In a statement, the policymaking Monetary Policy Committee noted some “positive” recent economic developments as it kept the bank’s main interest rate unchanged at the record low of 0.1 per cent . All nine members of the committee also voted against any further increase in the bank’s bond-buying program.
The decision to keep interest rates on hold had been widely predicted in financial markets following Britain’s improved coronavirus situation.
“The rates of COVID infections and hospitalisations have fallen markedly across the United Kingdom and the vaccination program is proceeding at a rapid pace,” the committee said in minutes published alongside the decision. “Looking ahead, the expected easing of COVID restrictions made it likely that there would be increases in both supply and demand over the coming months.”

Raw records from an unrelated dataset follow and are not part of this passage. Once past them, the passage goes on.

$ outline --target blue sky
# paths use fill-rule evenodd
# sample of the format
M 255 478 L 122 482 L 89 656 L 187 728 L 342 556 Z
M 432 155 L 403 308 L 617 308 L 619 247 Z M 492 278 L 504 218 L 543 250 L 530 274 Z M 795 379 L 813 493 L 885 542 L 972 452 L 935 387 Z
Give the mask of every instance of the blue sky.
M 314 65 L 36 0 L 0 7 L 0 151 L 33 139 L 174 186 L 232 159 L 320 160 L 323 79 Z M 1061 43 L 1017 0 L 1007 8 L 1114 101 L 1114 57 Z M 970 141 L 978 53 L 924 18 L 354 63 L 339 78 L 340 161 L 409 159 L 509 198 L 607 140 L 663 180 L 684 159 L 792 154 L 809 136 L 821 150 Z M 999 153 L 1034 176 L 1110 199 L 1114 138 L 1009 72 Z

The combination of falling coronavirus infections — new cases are running at around 5000 a day against a peak of nearly 70,000 a day in early January — and the rapid rollout of vaccines has spurred hopes about a pick-up in economic activity in the spring as lockdown restrictions are lifted.
The turnaround is notable since Britain has had Europe’s deadliest coronavirus outbreak, with around 126,000 dead.
The British government, which is responsible for the lockdown in England, has laid out a path for easing restrictions over the coming weeks but insists that it will be guided by the “data, not dates.” The other nations of the UK — Scotland, Wales and Northern Ireland — are following similar lockdown easing timetables.
By mid-April, the British government hopes that retailers in England selling nonessential items, such as footwear and books, will be able to reopen. Pubs are also set to reopen outdoors from that date, with indoor serving following on May 17.